Saturday, July 14, 2012

Photographing people in Rome

There are many wonderful photo opportunities possible while walking around Rome. I look for relationships between people and the environment. If I see something or someone that looks like it would make an extraordinary photo I ask myself first what are the conditions of light, contrast, color and potential composition. If a certain criteria is met I make all the necessary manual adjustments on my camera, approach the subject, often with discretion, and shoot it. 99% of every photo I take is done mentally before I shoot it mechanically.

In the above image I combined the gesture of a statue with the action of a person playing guitar. The location is Ponte Saint Angelo, a bridge that crosses the Tiber River. I visually recognized a connection between the statue of the angel and the guitarist, thus framed them as a visual pair. I especially saw the relationship between the hands of each figure and the 'repetition of form' they exemplified. The light and contrast were perfect for black and white photography. The soft hues of dusk filter evenly over the subjects and the background adds just enough information to give a 'sense of place' to the overall composition.

William Shepley - Master Photographer in Rome

Saturday, July 7, 2012

2 Days, 2 Photos, 2 Churches in Paris

Though the summer has been slow to grow, early July has produced some hot days already and the heat  almost always pushes me to church. Any church will do on a hot day in Paris. In off peak times (no mass), and little tourist traffic the cool quiet air is the perfect atmosphere in which to breathe and to recover some semblance of sanity from the crazy outside world.

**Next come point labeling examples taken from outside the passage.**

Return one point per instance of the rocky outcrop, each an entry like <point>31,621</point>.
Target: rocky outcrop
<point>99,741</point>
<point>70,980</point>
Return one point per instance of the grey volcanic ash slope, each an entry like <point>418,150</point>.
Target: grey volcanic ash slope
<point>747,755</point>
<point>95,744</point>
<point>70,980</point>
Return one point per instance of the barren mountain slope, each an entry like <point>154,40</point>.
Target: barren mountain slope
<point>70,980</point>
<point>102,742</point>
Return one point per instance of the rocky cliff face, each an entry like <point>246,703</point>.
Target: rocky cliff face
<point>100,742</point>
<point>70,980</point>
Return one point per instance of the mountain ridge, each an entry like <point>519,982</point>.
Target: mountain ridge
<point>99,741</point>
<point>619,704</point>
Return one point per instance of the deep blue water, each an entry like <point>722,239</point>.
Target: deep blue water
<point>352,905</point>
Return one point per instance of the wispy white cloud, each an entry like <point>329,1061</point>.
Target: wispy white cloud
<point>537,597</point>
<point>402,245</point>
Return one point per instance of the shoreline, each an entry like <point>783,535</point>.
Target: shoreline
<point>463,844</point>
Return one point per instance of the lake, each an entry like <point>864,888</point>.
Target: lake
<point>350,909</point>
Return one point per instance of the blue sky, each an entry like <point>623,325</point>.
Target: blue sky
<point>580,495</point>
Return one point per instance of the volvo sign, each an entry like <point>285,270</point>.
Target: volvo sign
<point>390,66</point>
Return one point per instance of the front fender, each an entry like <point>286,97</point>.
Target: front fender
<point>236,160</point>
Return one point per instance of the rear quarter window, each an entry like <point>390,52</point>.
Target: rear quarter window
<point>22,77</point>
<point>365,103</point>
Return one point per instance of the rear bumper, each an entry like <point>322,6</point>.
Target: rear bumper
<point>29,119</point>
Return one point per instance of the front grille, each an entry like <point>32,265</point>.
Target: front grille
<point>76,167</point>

I do not go into churches with the intention of photography but sometimes as they say in the zen of creativity the photograph arrives.

Which brings to mind Sir John Berry's (1635-1690) quote "the bird of paradise alights only upon the hand that does not grasp".

The two photographs you see here were presented to me in two separate churches on two different days. And you could say I saw the light. Which I did.
I only had to meter and compose and press the shutter to capture these two simple images.  I quote many great photographers when I reiterate, "simple photographs are best, or the best photographs are simple. Whatever way you want to say it, it's true.

Monday, July 2, 2012

Photographing the Colosseum

On any given day from May to September the Colosseum, the most dominating and enduring icon of Rome, will be packed with visitors. Tens of thousands of photos are taken of the Flavian Amphitheater and therefore many millions of images are shot every year. It has been photographed from every angle and at all times of day and night and every photographer from the amateur tourist to the hard core professional will shoot it. 

Originality aside, I suggest shooting a time exposure at dusk or at night when the amphitheater is accentuated with recessed lighting in the arches. You will need a tripod for an exposure ranging from 10 seconds to perhaps 30 seconds depending on your ISO rating. The ISO rating determines the sensitivity of your digital sensor. The lower numbers like ISO 100 allow for longer exposures and also a sharper image. The streaking lights of the automobiles and buses during a time exposure will add motion and action to an otherwise stationary form. I suggest shooting from the high ground along a road on the north eastern side above the metro station. Another possibility is to shoot very early in the morning just before sunrise when there are no visitors and you can have the Colosseum all to yourself.